ITEM 1.  SECURITY AND ISSUER

        This Statement relates to the common stock ($.01 par value) ("Common
Stock") of n-Vision, Inc. (the "Issuer"). The principal executive offices of the
Issuer are located at 7680 Old Springhouse Road, Madison Bldg., First Floor,
McLean, Virginia 22102.


ITEM 2.  IDENTITY AND BACKGROUND

        (A)  This Statement is filed by Claude H. Rumsey (the "Reporting
Person").

        (B) Mr. Rumsey's residential address is 10721 Meadwood Drive, Vienna,
Virginia 22181.

        (C) Mr. Rumsey is a Director of the Issuer. Mr. Rumsey is also Executive
Vice President and Director of Advanced Technology Systems, Inc. located at 7915
Jones Branch Drive, McLean, Virginia 22102.
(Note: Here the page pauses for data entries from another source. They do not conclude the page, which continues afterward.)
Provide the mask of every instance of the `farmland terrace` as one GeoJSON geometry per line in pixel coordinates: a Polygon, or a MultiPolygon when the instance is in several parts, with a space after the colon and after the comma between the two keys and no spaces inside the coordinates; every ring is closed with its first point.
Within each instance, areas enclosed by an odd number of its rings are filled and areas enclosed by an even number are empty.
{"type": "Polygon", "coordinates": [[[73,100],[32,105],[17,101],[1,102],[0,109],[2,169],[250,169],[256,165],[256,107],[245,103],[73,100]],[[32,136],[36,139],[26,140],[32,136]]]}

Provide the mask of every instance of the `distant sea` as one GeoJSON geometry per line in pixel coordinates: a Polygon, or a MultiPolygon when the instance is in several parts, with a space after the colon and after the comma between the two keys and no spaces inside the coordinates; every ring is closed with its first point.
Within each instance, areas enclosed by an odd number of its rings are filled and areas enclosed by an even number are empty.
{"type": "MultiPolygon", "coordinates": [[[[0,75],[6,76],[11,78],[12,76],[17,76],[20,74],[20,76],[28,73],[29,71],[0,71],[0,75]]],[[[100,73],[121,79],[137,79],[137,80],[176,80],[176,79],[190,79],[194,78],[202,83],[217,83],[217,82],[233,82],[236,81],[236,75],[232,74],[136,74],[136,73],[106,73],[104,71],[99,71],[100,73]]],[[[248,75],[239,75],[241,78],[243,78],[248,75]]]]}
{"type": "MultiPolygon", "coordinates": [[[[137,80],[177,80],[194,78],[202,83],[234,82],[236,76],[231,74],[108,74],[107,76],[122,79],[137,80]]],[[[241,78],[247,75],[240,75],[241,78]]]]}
        (D) During the last five years, the Reporting Person has not been
convicted in a criminal proceeding (excluding traffic violations or similar
misdemeanors).

        (E) During the last five years, the Reporting Person has not been a
party to a civil proceeding of a judicial or administrative body of competent
jurisdiction nor was or is he as a result of such proceeding subject to a
judgment, decree, or final order enjoining future violations of, or prohibiting
or mandating activities subject to, federal or state securities laws or finding
any violation with respect to such laws.

        (F) Mr. Rumsey is a citizen of the United States.


ITEM 3.  SOURCE AND AMOUNT OF FUNDS OR OTHER CONSIDERATION.
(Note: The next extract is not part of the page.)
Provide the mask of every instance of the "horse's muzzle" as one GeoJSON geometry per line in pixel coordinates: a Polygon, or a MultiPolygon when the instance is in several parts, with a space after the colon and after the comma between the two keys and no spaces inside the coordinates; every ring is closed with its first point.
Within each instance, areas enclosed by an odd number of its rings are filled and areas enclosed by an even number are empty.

        The Reporting Person used personal funds to purchase the shares of
Common Stock for a price of $.01 per share.


ITEM 4.  PURPOSE OF TRANSACTION

        The purpose of the acquisition of the Common Stock by the Reporting
Person is to acquire and maintain an equity interest in the Issuer for
investment purposes. The Reporting Person, may, from time to time, increase,
reduce or dispose of its investment in the Issuer, depending on general economic

<PAGE>

conditions, economic conditions in the markets in which the Issuer operates, the
market price of the Common Stock of the Issuer, the availability of funds,
borrowing costs, other opportunities available to the Reporting Person, the
strategic value of the investment to the Reporting Person and other
considerations.


ITEM 5.  INTEREST IN SECURITIES OF ISSUER

        (A) The Reporting Person is the direct beneficial owner of 244,733
shares of Common Stock of the Issuer. This holding represents approximately 6.8%
of the total of 3,600,000 shares of Common Stock outstanding according to the
Issuer's Form SB-2 Prospectus dated May 9, 1995.
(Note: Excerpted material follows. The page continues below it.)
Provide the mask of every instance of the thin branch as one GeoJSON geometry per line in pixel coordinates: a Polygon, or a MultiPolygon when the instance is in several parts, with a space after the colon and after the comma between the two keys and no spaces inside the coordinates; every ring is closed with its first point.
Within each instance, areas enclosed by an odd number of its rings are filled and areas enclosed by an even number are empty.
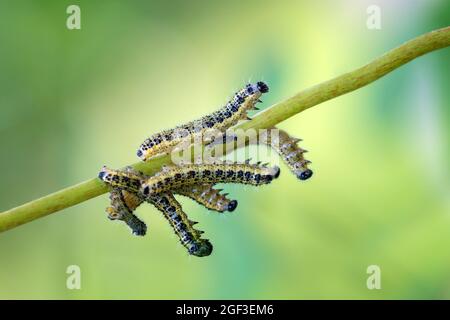
{"type": "MultiPolygon", "coordinates": [[[[272,127],[303,110],[361,88],[421,55],[449,45],[450,27],[426,33],[385,53],[359,69],[300,91],[291,98],[258,113],[251,121],[244,122],[236,128],[264,129],[272,127]]],[[[170,163],[169,156],[158,156],[132,166],[144,173],[153,174],[167,163],[170,163]]],[[[94,178],[28,202],[0,213],[0,232],[74,206],[107,191],[106,185],[94,178]]]]}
        (B) The Reporting Person has the sole power to vote or direct the vote,
and to dispose or to direct the disposition of, 244,733 shares of Common Stock
of the Issuer.

        (C) Except as disclosed above in response to Item 3, there have been no
transactions in shares of Common Stock by the Reporting Person.

        (D) The Reporting Person has the right to receive and the power to
direct receipt of dividends from the shares of Common Stock of the Issuer that
it holds.

        (E)  Not Applicable.


ITEM 6. CONTRACTS, ARRANGEMENTS, UNDERSTANDINGS OR RELATIONSHIPS WITH RESPECT TO
SECURITIES OF THE ISSUER

None.


ITEM 7.  MATERIAL TO BE FILED AS EXHIBITS

None.

<PAGE>

                                   SIGNATURES

        After reasonable inquiry and to the best of my knowledge and belief, I
certify that the information set forth in this statement is true, complete and
correct.



April 8, 1999                                   /s/ Claude H. Rumsey, Jr.
                                                -----------------------------
                                                    Claude H. Rumsey, Jr.